On top of all of this, of course, webhooks should be revokable.

[Qu] if we do this in the context of Heat (db not accessible from the API daemon).

  1. We are going to have to send all webhooks to the heat-engine for verification.
  2. This is because we can't check the uuid in the API, thus making it very easy for a DOS attack. Any idea on how to solve this?

[An] This doesn't sound like a unique problem, which should be solved by rate limiting, as other parts of OpenStack do.

[Qu] Why make Autoscale a separate service?

[An] To clarify, service = REST server (to me)

Initially because someone wanted it separate (rackers). But I think it is the right approach long term.

Heat should not be in the business of implementing too many services internally, but rather having resources to orchestrate them.

monitoring <> Xaas.policy <> heat.resource.action()

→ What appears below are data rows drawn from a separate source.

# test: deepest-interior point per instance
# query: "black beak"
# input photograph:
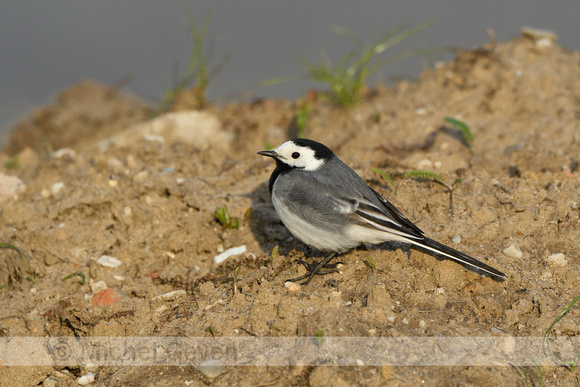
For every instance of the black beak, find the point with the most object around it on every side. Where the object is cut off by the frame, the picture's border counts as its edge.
(272, 154)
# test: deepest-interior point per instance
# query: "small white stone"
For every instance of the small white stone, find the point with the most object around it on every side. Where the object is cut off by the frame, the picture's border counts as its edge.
(107, 261)
(65, 153)
(210, 368)
(557, 259)
(171, 296)
(97, 286)
(86, 379)
(141, 176)
(513, 251)
(228, 253)
(292, 286)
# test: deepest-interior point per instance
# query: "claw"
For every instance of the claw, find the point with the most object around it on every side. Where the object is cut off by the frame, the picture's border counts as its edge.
(314, 268)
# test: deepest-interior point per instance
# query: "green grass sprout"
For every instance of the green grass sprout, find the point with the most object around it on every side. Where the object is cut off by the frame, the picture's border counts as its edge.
(348, 79)
(570, 364)
(77, 274)
(15, 274)
(198, 74)
(372, 264)
(437, 179)
(462, 128)
(223, 216)
(385, 176)
(10, 246)
(537, 369)
(301, 118)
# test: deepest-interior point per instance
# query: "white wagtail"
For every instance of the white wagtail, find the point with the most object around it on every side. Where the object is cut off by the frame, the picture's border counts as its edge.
(326, 205)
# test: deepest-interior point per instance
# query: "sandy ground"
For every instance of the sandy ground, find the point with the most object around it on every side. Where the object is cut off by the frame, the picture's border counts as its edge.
(149, 201)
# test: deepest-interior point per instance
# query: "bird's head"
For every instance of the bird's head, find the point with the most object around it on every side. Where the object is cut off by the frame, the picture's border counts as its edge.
(301, 153)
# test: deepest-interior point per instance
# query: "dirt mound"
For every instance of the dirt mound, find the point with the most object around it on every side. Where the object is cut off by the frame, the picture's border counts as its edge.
(150, 203)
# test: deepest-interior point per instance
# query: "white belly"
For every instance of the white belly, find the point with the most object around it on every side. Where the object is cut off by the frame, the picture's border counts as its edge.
(331, 240)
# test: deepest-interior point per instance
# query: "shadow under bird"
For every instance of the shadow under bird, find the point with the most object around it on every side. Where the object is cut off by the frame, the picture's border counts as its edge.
(325, 204)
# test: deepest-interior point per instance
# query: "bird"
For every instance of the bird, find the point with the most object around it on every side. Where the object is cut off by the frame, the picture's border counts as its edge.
(325, 204)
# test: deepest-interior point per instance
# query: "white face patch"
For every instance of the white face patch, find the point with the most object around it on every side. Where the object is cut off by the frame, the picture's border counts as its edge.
(298, 156)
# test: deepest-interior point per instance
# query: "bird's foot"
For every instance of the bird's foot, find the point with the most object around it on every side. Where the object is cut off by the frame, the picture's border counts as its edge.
(314, 268)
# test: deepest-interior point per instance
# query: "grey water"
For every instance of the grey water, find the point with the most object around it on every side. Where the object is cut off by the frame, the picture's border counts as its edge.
(46, 46)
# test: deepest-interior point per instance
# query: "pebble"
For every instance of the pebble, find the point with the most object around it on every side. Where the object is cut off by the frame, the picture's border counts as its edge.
(107, 261)
(538, 33)
(86, 379)
(51, 381)
(65, 154)
(97, 286)
(558, 259)
(106, 297)
(228, 253)
(210, 368)
(171, 296)
(141, 176)
(513, 251)
(424, 164)
(56, 189)
(292, 286)
(154, 138)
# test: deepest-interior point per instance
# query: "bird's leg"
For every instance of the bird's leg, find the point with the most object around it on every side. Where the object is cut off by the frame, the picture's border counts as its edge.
(314, 269)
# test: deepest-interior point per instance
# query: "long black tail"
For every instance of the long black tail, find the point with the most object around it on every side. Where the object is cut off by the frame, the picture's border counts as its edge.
(456, 255)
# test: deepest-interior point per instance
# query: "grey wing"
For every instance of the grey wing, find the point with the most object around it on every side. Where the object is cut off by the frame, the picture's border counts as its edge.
(381, 215)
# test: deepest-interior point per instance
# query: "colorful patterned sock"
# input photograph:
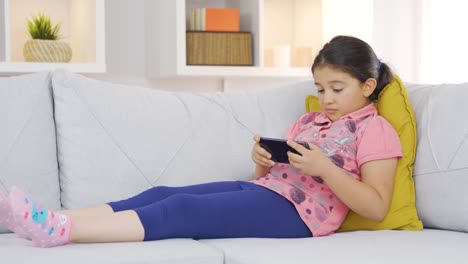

Some cool things we could do with this:

  1. better instance HA (restarting servers when they are ill) - and smarter logic defining what is "ill"
  2. autoscaling
  3. energy saving (could be linked to autoscaling)
  4. automated backup (calling snapshots at regular time periods)
  5. autoscaling using shelving? (maybe for faster response)

I guess we could put all this into one service (an all purpose policy service)?

[Qu] What Happens to Operations Invoked During Cooldown?

If the operation is simply discarded, that could be bad: who knows if the invoker will invoke it again?

If the operation is queued until the end of cooldown, that is unlikely to ultimately accomplish much.

A better solution has the invoker itself exercise self-restraint (not invoke operations too close together in time). Probably not difficult, probably it is operating periodically anyway.

[Qu] Should External Policies Be Supported?

The existing policy language is very limited. We could make it grander, but I am sure we can not make it grand enough for all uses. I think it would be better to have support for external policies. In this case the autoscaling service is simply a scaling service, taking the multiplier from an external controller.